In any new relationship it’s only natural that you and your partner will be curious about each other’s past experiences and what the future holds. You’ll often find you feel at ease when you know exactly how you both view your relationship. Take your time, only discuss tricky subjects when you feel ready, and don’t disclose more than you feel comfortable.

1. What’s happened in the past

Contrary to the age-old phrase, what’s happened in the past doesn’t always need to stay in the past. Although bitter memories of previous relationships can be difficult, it’s important to remember that these experiences have helped you become the person you are today – the person your date is interested in finding out more about.

Approach your past positively. Pointing out exactly what was wrong with your ex isn’t necessary and may have your new date wondering what you’re going to say about them if things don’t work out. Talk about what you’ve learned and how you now understand what you’re looking for in a partner. If you have children with your ex, make it clear that although you share this bond, you have no interest in rekindling your relationship. Your new date should be reassured that you’re ready to move forward, potentially with them.

2. Your future together

Whether talking about long-term aspirations like marriage, or the next stage in your relationship such as moving in together, setting expectations is important. Deciding what comes next should be exciting for you both, but will also be a time when you’ll undoubtedly question what the other expects.

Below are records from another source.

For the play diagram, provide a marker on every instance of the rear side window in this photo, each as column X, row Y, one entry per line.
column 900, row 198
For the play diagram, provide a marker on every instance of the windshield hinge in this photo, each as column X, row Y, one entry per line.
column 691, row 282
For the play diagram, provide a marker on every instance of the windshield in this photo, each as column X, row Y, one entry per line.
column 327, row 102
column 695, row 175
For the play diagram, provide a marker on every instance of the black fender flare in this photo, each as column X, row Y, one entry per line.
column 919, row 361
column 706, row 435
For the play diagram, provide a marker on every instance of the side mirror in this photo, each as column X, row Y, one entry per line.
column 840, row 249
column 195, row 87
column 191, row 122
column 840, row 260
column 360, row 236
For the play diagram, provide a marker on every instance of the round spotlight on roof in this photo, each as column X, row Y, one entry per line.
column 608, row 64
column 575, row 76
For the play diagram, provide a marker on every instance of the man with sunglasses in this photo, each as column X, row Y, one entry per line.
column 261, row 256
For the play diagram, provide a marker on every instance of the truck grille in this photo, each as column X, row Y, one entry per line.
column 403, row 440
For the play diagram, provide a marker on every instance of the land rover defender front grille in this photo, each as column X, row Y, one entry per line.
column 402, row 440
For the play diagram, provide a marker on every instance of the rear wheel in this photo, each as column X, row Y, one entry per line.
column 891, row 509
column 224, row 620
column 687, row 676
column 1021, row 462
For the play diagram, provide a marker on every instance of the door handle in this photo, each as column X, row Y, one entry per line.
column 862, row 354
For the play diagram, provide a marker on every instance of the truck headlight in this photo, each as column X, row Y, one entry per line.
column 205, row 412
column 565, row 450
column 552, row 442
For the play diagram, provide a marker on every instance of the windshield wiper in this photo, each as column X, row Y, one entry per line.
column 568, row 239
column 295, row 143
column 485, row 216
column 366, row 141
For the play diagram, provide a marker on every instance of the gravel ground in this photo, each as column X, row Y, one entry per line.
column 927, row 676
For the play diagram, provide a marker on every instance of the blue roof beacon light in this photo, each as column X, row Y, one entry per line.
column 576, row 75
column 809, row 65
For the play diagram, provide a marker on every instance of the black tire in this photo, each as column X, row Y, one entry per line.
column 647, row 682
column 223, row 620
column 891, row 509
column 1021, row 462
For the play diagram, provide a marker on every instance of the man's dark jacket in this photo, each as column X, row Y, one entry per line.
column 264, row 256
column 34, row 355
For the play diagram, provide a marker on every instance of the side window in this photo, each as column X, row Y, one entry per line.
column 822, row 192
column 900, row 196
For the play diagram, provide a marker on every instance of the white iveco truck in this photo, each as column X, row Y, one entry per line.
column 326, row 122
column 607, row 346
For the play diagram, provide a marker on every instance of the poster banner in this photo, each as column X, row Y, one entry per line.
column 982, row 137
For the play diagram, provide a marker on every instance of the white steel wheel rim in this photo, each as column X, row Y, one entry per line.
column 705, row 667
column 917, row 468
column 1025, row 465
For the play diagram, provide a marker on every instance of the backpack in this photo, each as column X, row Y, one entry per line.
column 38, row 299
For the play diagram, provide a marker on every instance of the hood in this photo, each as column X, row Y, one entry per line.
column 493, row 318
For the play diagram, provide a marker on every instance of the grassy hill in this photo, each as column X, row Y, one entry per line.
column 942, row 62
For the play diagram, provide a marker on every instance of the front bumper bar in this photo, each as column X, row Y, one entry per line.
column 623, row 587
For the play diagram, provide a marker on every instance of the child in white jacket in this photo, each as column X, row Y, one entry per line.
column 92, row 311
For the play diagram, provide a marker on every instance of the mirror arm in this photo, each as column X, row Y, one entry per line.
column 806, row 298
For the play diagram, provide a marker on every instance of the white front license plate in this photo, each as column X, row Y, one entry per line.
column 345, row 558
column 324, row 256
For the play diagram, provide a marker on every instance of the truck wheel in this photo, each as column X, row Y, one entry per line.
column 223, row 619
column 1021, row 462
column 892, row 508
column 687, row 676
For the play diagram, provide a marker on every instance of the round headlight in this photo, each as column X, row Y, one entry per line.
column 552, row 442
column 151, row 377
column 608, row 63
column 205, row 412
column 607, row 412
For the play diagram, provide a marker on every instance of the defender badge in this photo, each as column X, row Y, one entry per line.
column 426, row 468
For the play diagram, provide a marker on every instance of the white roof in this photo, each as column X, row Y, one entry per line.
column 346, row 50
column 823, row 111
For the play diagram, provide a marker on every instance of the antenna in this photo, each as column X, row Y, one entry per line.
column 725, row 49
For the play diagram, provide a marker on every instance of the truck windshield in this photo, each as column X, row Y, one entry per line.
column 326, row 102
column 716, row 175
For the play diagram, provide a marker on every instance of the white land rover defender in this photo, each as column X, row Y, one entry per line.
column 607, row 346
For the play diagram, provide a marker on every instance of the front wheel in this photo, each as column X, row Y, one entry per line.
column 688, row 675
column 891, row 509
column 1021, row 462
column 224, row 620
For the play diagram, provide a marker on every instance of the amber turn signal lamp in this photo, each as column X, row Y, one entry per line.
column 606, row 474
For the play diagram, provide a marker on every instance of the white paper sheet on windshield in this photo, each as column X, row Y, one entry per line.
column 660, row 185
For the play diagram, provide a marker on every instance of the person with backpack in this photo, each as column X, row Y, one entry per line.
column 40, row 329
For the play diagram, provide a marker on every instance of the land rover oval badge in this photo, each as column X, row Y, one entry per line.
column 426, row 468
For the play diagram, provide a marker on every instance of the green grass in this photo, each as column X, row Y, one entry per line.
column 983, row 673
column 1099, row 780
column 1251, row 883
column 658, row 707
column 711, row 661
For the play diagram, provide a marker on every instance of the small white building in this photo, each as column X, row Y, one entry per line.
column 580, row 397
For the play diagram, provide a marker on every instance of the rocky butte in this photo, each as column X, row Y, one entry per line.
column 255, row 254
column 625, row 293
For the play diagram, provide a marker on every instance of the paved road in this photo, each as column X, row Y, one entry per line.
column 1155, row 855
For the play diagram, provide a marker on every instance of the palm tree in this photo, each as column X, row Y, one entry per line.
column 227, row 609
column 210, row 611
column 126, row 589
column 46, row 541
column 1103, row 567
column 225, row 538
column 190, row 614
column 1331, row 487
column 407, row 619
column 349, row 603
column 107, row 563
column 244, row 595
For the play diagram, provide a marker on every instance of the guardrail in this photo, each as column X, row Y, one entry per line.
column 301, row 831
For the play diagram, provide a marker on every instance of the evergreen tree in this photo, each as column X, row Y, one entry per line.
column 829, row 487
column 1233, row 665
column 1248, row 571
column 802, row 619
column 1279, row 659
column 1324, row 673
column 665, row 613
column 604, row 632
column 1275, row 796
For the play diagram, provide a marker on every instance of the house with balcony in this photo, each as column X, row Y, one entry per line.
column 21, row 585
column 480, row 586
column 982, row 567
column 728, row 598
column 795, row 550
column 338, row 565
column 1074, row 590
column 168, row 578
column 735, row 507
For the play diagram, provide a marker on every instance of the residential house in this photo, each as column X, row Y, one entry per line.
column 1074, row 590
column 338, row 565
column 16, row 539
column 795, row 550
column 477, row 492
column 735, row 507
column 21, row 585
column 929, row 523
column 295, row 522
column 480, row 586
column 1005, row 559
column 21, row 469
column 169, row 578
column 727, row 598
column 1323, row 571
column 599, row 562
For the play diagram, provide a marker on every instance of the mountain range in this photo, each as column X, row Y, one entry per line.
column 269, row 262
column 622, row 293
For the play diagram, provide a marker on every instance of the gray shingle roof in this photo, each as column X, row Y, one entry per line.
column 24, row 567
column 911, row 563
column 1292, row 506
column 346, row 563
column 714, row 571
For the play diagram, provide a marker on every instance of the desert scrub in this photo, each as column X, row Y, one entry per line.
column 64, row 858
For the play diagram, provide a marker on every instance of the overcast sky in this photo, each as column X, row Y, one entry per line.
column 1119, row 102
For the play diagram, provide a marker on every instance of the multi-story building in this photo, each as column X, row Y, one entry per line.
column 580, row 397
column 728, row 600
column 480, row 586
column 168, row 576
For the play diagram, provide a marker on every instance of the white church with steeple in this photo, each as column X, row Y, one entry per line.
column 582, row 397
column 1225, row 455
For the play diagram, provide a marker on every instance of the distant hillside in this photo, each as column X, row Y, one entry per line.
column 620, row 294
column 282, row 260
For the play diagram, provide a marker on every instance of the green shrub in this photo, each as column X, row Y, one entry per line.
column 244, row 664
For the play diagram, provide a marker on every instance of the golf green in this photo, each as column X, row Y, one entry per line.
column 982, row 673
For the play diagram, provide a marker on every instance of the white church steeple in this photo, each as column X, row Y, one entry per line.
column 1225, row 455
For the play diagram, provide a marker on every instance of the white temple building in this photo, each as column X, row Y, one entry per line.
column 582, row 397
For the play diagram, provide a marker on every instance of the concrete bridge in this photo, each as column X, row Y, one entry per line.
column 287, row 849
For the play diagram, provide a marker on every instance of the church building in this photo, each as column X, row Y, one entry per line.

Before discussing your future, be sure about what you personally want from your relationship. Having a clear idea of what’s important to you will help you to express yourself when such conversations arise.

When talking about your future, be truthful. Whether you’ve decided that you want to show more commitment or that you’re not yet sure what comes next, all that matters is that you agree on similar levels of commitment at this stage.

3. Thing aren’t going to plan

It’s difficult to discuss teething problems in a new relationship, especially when you’re not completely sure how your date reacts to difficult conversations.

Be gentle when discussing your annoyance, whether you’re concerned that you’re not spending enough time together or questioning your prospective partner’s interest. The idea isn’t to offend or have your date feel like you’re personally attacking them. Explain your problem and let them respond. Be diplomatic. Make sure you ask if there’s anything you can do to help and whether they have any grievances.

Talking through problems when they arise is the basis of a strong relationship and something you’ll need to learn to do if your relationship is to succeed.

 4. Time to move on

Breaking up with someone is always tricky, especially if you’ve become attached to the person you’ve been seeing. But, when you’ve decided that it’s over you must be up front with your partner.

Choose a neutral but quiet location like a local park, so you can say your piece and go your separate ways. Remain composed, be firm, and explain your reasons if you feel comfortable. You don’t need to justify yourself to the other person and certainly don’t need to enter into an argument.

Try to remain positive. Every relationship teaches you something about yourself and what you’re looking for in a future partner. Although they may not see it now, eventually your date may agree that fundamentally your relationship wasn’t going to work.